He may not eat them, but my six-year-old has been having the best time picking tiny tomatoes off the plants in our container garden.
They just started turning colors from green to yellow and red, so this is the start of our summer harvest.
The leaves of the plants are so thick that it can be hard to spot the tomatoes.
This hunt can seem like a game of hide and seek.
My son takes over, picking the tomatoes and handing them to me. I put them in my pockets to carefully transport them inside to the kitchen.
We always forget to bring a bowl with us before we go out to our back deck.
And most of the time we are surprised and overwhelmed by how many tomatoes are ripe.
Lately I’ve been making classic caprese salads with fresh mozzarella, basil and a drizzle of olive oil.
Another way I use them is roasting sheet pan after sheet pan of halved cherry tomatoes.
They finish cooking in about 30-minutes. Then I stash the tomatoes in a jar in the fridge to be used in pasta, on pizza or even in scrambled eggs.
Sometimes I leave cherry tomatoes whole and sauté them in a skillet until they burst.
That same method can work in the oven, too.
With this sheet pan cherry tomato gnocchi, the tomatoes and gnocchi cook side-by-side for a true one-pan meal.
How To Make Sheet Pan Roasted Tomato Gnocchi
This recipe requires barely any prep work, which is one of the many reasons why I love it.
To start, I whisk together olive oil with a mix of dried spices including garlic powder, onion powder, dried oregano, red pepper flakes, salt and pepper.
This seasoning blend mimics some of the ingredients, such as onions and garlic, I would usually put in tomato sauce that I make on the stove.
On a sheet pan I toss together the tomatoes and gnocchi with the infused olive oil and spread everything into a single layer.
The tomatoes and gnocchi roast for 25 minutes.

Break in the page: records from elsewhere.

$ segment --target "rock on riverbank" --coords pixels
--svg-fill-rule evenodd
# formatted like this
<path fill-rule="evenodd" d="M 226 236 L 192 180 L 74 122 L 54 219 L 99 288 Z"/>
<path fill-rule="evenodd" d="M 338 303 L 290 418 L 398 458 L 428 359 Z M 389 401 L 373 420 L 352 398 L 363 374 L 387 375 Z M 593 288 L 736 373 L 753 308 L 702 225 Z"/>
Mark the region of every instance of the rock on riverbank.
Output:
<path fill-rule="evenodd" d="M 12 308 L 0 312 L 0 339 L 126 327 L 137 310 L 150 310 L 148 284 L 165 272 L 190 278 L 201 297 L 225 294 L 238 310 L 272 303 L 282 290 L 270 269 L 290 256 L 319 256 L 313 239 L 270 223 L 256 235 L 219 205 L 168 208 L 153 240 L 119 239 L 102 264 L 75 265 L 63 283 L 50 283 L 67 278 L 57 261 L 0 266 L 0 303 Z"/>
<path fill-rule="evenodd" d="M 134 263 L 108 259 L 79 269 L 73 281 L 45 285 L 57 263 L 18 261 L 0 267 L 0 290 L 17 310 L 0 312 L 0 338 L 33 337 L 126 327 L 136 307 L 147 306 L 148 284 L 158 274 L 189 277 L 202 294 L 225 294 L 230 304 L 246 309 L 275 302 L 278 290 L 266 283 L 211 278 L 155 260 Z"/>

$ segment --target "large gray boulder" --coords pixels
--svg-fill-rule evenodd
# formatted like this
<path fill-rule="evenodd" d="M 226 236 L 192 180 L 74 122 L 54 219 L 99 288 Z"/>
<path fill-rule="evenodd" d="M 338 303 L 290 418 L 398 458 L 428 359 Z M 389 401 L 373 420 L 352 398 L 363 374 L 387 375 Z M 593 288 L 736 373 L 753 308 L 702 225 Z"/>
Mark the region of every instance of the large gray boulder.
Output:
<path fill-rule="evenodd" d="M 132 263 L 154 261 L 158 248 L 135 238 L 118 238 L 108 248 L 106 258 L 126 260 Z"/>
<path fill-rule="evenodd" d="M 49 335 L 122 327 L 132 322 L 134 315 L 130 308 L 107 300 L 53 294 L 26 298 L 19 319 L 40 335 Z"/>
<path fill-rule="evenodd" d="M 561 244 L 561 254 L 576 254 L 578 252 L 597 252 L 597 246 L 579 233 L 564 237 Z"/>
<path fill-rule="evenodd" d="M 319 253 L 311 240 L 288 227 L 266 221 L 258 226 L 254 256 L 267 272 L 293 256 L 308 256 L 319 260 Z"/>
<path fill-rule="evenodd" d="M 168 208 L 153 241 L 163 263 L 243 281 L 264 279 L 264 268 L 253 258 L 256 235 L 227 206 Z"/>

They’re ready when the gnocchi are golden and the tomatoes are juicy and wrinkled.
I slowly stir the roasted tomatoes with the gnocchi.
Some of the tomatoes break up coating the gnocchi in a very light, not quite sauce.
To finish this sheet pan cherry tomato gnocchi, I add shaved Parmesan and fresh basil and oregano leaves.
It’s a super easy weeknight dinner that I know will continue to be on regular rotation as long as our tomato plants keep going strong.
- Prep Time: 5 minutes
- Cook Time: 22-25 minutes
- Total Time: 27-30 minutes
- Yield: Serves 4 1x
2 tablespoons olive oil
1/4 teaspoon garlic powder
1/4 teaspoon onion powder
1/4 teaspoon dried oregano
Pinch of red pepper flakes
1 teaspoon kosher salt
1/4 teaspoon black pepper
1 pound shelf stable or fresh gnocchi
2 pints cherry or grape tomatoes
Shaved Parmesan for serving
Fresh basil and oregano leaves for serving
Preheat the oven to 450 degrees F.
In a small bowl, whisk together the olive oil, garlic powder, onion powder, dried oregano, red pepper flakes, salt and pepper.
On a sheet pan, toss the gnocchi and tomatoes with the olive oil mixture spreading them into a single layer.
Bake for 22-25 minutes until the gnocchi are lightly browned and the tomatoes are wrinkled and some have burst.
Stir the gnocchi and tomatoes together. The tomatoes will break up coating the gnocchi.
Top with basil and oregano leaves and Parmesan before serving.